Une déclaration surprenante qui a donné du grain à moudre à la liste du maire sortant Luc Dervillé, affirmant la présence d’adhérents, militants ou sympathisants FN dans les trois listes, « même sur la liste de M. Bureau. » Pour le dernier cité, la lecture de ce communiqué diffère : « Je sais pertinemment que des sympathisants du RN votent pour nous. Mais il n’y en a aucun sur notre liste qui ne contient d’ailleurs que cinq personnes encartées chez les Verts ou au Parti Socialiste. Constat identique du côté de Jean-Dany Garnung: « Nous n’avons aucun extrême sur la liste « Salles naturellement. » S’il y’en avait eu, je l’aurais su. Nous sommes une liste apolitique et sans étiquette » martèle l’élu.


Vincent Nuchy sort du silence 


À défaut de prendre la parole, l’ancien maire Vincent Nuchy a repris sa plume visiblement bien aiguisée. Très discret dans le paysage politique sallois depuis 2014 et sa défaite contre Luc Dervillé, l’ancien maire n’a jamais véritablement disparu des débats malgré son mutisme.
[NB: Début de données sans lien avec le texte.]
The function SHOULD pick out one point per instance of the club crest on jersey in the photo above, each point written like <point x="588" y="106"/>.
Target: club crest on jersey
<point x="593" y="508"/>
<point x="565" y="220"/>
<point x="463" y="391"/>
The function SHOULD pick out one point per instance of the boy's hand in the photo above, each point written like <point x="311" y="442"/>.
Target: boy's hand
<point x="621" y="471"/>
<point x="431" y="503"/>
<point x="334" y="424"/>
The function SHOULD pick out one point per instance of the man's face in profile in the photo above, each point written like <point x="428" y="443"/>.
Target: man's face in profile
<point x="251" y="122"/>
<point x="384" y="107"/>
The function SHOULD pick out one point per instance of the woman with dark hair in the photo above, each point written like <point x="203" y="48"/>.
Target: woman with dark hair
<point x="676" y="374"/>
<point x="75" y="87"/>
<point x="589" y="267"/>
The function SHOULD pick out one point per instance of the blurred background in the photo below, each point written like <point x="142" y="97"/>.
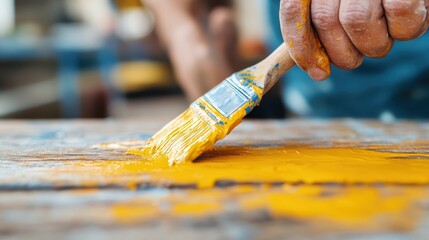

Souvent cité par la majorité afin d’enfoncer le clou, celui qui fut à la tête de la municipalité de 2001 à 2014 ne pouvait pas bayer aux corneilles : « Je suis toujours surpris à quel point mon fantôme hante l’esprit et, peut-être même, les nuits de Luc Dervillé » ironise-t-il avant de se lancer dans ce qu’il appelle la « chronique d’une défaite annoncée », publiée sur les réseaux sociaux par l’élu d’opposition Olivier Courrèges.

 

Crédit photo: Sud-Ouest/Bernadette Dubourg
Crédit photo: Sud-Ouest/Bernadette Dubourg

De but en blanc, Vincent Nuchy revient sur les élections tumultueuses de 2014, accuse son ancien adversaire d’avoir tiré profit du virus Covid-19 « comme du remède à sa survie politique. » Pour mieux cerner la philosophie de cette lettre, il suffit de lire les dernières lignes : « Le 28 juin prochain, faire œuvre de salubrité salloise, c’est chasser Luc Dervillé, maire par effraction. » Le dénouement est proche. Dans une atmosphère délétère, Bruno Bureau confirmera-t-il son score du premier tour ? Luc Dervillé sera-t-il désavoué une dernière fois par la population salloise ? Jean-Dany Garnung peut-il rattraper son retard et créer la surprise ? Le mystère demeure. Mais ce dimanche, les urnes éclairciront l’avenir politique de la commune.